Tackling the problems of finding an accurate colour match for older cars

A key part of renovating a classic car is repainting it in its original colour. This can be a very difficult part of the process for older cars where the exact colour ‘name’ as given by the manufacturer is unknown, or the appearance of the original colour has deteriorated over time. Fortunately, specialist help and advanced colour matching techniques are at hand.

Defining ‘classic’ in classic cars

A classic car can mean different things depending on who you talk to. In the USA there are more specific definitions as many states have their particular taxation criteria based on age, but here in the UK it’s less clear cut; this article sheds some light on it.

As it will likely be an older car, the original paint may have long since faded and maybe even been covered up in a totally different shade in an ill-advised respray undertaken some time previously.

So how to find out what paint colour should be used?

Owners’ clubs

If there’s an owners’ club or some type of community – quite likely these days with the advent of social media and online forums covering specific interests – this is a worthwhile first port of call. A photo of the car posted in the relevant forum or social media platform may reveal very quickly what colour you should be looking for.

It it’s less obvious, maybe a certain shade of blue as opposed to a bright colour like yellow or orange, you may have to arrange for someone to physically examine the car’s paintwork. This could be a worthwhile step if you’re fully committed to getting the best restoration possible for your classic car project.

Paint codes

Your car may have the paint code somewhere on the bodywork or maybe on one of the door jams. Somewhat confusingly the code may not bear any relation to the colour; for example ‘brown’ may not have the letter ‘B’ anywhere in it, but if you can find the code this makes for a good starting point.

Finding it could be a challenge; again owners’ clubs and other knowledgable people on forums may be able to help for your make or maybe the dealership (if it’s a marque still operating) may be able to help you find the paint code.

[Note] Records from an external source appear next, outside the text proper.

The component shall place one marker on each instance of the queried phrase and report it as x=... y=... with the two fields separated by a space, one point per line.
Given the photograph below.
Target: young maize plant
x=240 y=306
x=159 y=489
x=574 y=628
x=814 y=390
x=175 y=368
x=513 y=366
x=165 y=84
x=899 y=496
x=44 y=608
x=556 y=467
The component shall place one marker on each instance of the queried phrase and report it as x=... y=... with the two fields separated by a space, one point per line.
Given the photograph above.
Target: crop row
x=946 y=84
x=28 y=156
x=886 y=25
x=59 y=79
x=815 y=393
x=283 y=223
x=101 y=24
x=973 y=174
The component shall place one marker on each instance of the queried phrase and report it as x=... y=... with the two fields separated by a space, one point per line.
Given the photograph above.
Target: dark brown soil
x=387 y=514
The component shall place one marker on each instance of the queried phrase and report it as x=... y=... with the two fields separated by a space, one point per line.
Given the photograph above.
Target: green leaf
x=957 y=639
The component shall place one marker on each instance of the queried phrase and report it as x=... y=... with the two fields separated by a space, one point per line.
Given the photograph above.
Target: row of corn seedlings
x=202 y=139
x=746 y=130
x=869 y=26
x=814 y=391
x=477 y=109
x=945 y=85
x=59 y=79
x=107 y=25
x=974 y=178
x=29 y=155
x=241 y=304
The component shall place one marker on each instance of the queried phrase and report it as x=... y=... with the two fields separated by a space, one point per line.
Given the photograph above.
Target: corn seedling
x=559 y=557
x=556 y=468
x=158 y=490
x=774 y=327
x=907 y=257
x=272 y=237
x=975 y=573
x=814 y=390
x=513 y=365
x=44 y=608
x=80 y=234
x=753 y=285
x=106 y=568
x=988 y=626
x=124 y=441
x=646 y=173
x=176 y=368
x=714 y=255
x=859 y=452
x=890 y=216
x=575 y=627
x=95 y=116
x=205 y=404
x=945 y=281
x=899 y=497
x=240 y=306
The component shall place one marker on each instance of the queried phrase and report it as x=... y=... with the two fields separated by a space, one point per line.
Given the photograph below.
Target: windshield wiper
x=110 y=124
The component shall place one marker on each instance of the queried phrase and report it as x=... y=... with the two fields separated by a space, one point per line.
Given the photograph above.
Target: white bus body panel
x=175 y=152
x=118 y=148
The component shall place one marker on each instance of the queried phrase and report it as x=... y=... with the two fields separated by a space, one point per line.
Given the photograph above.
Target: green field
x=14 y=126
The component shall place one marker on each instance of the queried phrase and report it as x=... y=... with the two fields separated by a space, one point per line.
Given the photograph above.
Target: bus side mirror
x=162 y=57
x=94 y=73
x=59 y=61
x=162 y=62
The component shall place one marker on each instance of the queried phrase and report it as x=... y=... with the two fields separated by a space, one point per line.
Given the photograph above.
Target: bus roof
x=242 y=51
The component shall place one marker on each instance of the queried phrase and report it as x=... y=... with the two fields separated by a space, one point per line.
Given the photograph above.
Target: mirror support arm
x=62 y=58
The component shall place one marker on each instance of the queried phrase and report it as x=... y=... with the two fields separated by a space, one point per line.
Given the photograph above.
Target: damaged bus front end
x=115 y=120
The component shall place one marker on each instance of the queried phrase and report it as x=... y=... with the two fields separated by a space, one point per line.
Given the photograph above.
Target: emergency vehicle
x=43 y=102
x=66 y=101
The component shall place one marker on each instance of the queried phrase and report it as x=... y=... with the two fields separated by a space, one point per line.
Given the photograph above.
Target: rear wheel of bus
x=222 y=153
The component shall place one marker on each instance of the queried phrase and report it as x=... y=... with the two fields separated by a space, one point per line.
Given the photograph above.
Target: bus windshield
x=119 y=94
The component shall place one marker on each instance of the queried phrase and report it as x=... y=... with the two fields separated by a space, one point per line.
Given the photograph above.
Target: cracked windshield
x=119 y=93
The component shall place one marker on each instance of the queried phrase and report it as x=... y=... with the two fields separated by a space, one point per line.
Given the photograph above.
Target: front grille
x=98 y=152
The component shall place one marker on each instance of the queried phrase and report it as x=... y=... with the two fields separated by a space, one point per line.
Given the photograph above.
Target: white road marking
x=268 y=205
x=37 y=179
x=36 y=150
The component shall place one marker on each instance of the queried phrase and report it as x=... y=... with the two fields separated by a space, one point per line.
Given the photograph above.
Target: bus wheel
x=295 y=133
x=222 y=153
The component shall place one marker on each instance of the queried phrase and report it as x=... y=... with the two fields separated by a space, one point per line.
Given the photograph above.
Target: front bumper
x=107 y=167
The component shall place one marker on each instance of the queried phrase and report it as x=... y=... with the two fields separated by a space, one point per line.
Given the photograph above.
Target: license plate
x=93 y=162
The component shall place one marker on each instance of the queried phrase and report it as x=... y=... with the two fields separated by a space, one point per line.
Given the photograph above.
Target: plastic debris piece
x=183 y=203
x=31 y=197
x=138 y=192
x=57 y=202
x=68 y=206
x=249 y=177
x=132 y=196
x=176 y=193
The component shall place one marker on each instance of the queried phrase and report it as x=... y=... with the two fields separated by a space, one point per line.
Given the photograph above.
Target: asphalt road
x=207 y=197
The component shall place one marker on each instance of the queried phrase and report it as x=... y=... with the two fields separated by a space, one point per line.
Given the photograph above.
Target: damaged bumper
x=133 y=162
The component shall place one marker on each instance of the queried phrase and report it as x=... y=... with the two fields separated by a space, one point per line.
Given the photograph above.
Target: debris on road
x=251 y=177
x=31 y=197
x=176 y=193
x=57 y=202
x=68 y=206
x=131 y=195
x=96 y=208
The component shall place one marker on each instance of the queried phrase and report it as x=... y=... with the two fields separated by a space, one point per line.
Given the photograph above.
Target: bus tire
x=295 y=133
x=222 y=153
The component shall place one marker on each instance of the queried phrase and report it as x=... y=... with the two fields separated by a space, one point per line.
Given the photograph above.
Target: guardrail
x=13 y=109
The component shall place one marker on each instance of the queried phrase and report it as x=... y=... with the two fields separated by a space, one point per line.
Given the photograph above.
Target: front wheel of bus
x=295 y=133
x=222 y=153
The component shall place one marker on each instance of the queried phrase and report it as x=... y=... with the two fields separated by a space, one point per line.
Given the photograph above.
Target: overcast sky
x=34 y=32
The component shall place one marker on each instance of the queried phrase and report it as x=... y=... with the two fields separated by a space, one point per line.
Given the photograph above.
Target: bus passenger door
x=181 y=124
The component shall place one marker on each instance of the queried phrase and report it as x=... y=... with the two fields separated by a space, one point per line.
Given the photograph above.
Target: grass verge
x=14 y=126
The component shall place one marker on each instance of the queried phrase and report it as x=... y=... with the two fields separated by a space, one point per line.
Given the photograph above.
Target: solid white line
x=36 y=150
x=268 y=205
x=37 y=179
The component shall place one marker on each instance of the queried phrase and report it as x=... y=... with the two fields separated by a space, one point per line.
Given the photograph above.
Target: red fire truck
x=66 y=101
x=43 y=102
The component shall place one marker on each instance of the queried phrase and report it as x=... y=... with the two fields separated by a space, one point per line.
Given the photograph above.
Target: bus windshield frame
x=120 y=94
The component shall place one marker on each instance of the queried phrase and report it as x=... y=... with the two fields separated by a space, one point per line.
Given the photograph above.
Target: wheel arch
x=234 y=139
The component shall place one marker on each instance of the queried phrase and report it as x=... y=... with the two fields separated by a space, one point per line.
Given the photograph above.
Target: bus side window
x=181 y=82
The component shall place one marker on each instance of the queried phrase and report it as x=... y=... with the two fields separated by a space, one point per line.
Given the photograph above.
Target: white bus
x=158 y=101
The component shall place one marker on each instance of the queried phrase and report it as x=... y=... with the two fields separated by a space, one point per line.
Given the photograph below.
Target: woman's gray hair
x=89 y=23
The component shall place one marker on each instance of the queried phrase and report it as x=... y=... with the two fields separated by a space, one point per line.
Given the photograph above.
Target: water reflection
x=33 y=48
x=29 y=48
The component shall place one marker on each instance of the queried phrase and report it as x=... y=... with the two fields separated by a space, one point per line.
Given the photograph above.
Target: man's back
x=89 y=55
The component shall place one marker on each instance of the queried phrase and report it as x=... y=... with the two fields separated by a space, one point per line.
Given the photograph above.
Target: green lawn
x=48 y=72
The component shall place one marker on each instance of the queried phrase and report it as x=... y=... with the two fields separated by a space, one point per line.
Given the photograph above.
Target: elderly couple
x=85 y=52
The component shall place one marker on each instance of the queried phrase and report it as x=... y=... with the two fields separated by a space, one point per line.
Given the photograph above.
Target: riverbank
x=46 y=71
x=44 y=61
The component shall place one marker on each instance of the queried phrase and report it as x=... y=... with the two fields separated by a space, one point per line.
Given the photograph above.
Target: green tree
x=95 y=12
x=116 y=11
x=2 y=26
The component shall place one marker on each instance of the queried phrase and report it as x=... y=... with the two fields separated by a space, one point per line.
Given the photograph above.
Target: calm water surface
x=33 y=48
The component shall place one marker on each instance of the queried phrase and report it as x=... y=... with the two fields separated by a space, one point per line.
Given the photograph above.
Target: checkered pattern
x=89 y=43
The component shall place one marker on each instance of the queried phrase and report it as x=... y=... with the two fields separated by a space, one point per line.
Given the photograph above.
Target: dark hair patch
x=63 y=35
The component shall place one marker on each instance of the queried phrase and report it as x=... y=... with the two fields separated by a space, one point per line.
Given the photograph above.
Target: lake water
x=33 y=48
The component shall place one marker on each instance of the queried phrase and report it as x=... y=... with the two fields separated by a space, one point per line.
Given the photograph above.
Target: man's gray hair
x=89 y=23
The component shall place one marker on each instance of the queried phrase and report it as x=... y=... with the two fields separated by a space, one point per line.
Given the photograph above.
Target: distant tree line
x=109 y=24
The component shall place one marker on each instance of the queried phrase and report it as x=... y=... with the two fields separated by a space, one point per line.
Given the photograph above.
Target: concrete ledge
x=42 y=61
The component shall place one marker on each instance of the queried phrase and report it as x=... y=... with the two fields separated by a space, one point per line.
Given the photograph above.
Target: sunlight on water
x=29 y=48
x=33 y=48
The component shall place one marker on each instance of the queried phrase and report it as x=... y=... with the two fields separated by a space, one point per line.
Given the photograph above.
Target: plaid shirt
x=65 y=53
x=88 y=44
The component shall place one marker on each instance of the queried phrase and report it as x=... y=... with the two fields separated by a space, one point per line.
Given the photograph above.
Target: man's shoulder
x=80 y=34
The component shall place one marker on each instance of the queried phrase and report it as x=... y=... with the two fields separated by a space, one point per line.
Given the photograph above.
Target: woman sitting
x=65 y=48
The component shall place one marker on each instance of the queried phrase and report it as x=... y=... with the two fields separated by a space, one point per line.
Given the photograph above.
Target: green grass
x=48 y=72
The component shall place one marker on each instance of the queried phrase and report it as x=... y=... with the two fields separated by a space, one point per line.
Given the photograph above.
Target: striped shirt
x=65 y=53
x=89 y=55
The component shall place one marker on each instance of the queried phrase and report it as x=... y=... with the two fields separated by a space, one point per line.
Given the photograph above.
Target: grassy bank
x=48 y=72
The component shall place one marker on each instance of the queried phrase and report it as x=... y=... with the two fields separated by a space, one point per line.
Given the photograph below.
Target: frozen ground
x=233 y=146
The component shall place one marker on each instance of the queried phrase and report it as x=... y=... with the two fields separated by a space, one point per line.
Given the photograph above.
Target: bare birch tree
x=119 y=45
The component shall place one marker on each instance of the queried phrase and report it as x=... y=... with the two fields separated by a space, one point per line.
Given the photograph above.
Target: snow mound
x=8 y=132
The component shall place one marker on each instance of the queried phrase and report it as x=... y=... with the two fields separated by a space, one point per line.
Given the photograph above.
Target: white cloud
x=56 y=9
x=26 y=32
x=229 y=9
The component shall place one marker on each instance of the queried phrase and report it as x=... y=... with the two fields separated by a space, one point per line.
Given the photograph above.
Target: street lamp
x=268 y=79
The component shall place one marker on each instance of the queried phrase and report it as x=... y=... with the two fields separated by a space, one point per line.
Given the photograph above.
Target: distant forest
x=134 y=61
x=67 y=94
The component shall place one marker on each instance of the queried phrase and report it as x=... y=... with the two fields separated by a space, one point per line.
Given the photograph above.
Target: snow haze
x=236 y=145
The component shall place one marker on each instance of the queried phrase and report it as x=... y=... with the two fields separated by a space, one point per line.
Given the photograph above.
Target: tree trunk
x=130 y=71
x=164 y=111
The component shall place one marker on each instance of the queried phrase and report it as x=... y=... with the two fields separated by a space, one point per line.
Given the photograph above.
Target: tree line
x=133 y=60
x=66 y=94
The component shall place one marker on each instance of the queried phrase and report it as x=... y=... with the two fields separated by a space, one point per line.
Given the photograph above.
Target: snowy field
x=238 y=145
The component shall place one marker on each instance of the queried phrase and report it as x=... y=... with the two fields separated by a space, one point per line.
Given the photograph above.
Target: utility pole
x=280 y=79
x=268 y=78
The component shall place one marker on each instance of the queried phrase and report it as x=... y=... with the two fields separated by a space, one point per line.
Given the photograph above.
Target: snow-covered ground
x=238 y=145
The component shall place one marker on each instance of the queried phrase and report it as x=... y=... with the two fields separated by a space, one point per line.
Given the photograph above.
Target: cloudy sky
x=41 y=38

Armed with this information, you can go to a paint specialist to get an accurate colour match. Some have an online database of paint codes for cars and what colours they relate to.

Specialist colour matching

To find an exact colour match may require more specific and specialist help; even when the colour has been identified there can be variations amongst the same shades. This is sometimes down to weathering and fading over the years, and the fact manufacturers have tended to use different paint suppliers who inevitably may provide different variations on the same basic shade.

Specialist technical equipment such as a spectrophotometer is used by some colour services companies; this machine measures colour electronically and can produce very accurate colour matching results. This can help enormously if you haven’t got a paint code.

In order to enable the colour company to determine your paint colour this way, you’d need to provide a sample such as a fuel filler cap, flap or other reasonably sized area. Further information would be important such as the manufacturer, model, year of manufacture and a general description of what colour the car should be.

You can usually send the item to be analysed in via courier and they’ll return it once they’ve analysed it and prepared matching paint for you.

If you’re only looking to paint some of the car it’s vital that the sample comes from the area that you’ll be painting. If, for example, you supply the fuel filler cap but you’re actually painting a couple of panels on the other side you may not get an exact match.

Detective work

Sometimes a very old car that requires major renovation may be in such a poor state that even identifying what shade beyond a vague ‘possibly blue or maybe green’ is almost impossible. In these cases, a visit to view the car from a colour expert may be required.

They may have to carefully remove layers of colour to ascertain what the original would have been, and research colours of the time from the specific manufacturer of the particular model you own.

Use the experts

Things have come a long way since body repairers ordered some paint and mixed it in the hope it would provide a colour match. Using the specialist help discussed above you stand a very good chance of finding the paint to do your classic car justice.